Modi is facing growing discontent over depressed farm incomes and doubts over whether his policies are creating enough jobs. A local media report on Thursday quoted a government survey as saying the jobless rate was the highest in at least 45 years, putting further pressure on the government.

The government is set to step up rural welfare spending by 16 per cent for the fiscal year beginning April to 1.3 trillion rupees (USD 18.25 billion), two government sources said, aiming to boost support in the countryside where more than two-thirds of India’s 1.3 billion people live.
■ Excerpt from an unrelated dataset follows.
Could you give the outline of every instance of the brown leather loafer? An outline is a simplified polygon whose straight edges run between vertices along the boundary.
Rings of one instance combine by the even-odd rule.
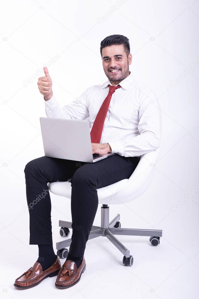
[[[58,257],[52,266],[43,271],[41,264],[36,262],[33,267],[15,280],[14,285],[20,289],[29,289],[37,286],[45,278],[57,275],[61,268]]]
[[[55,285],[58,288],[70,288],[76,284],[80,280],[81,276],[86,270],[86,261],[84,256],[78,269],[75,262],[66,260],[59,271]]]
The budget, which is interim and is likely to be followed by a full one in July, is expected to project economic growth of around 7.5 per cent for the next financial year, while expanding capital spending on railways, roads, ports by 7-8 per cent, and estimating an increase in revenue of about 15 per cent, officials said.
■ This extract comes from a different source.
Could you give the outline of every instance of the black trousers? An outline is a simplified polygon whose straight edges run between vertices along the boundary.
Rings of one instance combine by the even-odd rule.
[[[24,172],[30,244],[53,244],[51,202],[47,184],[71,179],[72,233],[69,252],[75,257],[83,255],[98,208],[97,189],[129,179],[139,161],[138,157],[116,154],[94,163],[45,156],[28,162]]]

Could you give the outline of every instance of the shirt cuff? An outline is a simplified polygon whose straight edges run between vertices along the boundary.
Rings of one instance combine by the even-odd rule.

Stung by opposition parties’ victories in three state polls in December and needing to call a national election by May, Modi has already exempted many small businesses from paying taxes under a unified goods and services tax (GST).

The government is now considering raising the income level at which people need to pay personal tax, long a demand for the country’s influential middle class.

“The pressure to further expand the farmer welfare programme ahead of the 2019 elections is high for PM Modi,” said CLSA India.

More than 900 million people will be eligible to cast votes in the world’s biggest ever democratic exercise and the pressure to woo them is intense.

Rahul Gandhi, the leader of the main opposition Congress party, is closing in on Modi’s lead, according to polls. His promise of a minimum income for the poor has increased pressure on the government to make populist announcements in its budget.

The electoral compulsions mean that major economic reforms, such as tax cuts for bigger companies and plans to bring down the budget deficit, could be put on hold at least until after the election, government sources said.

The higher spending, along with a shortfall in tax collections, will push the fiscal deficit up to the equivalent of 3.5 per cent of gross domestic product for the year ending in March, overshooting a previous 3.3 per cent target, according to one of the sources with direct knowledge of budget discussions.

That would fit with the expectations of a Reuters poll of economists.

The source said there was a chance that the government could take corrective action in March, with an expectation that the election schedule will be settled by that time and that public focus will shift to campaigning.

“In our view, with the upcoming polls gaining precedence, fiscal consolidation is likely to take a back seat,” said Nirmal Bang, a brokerage.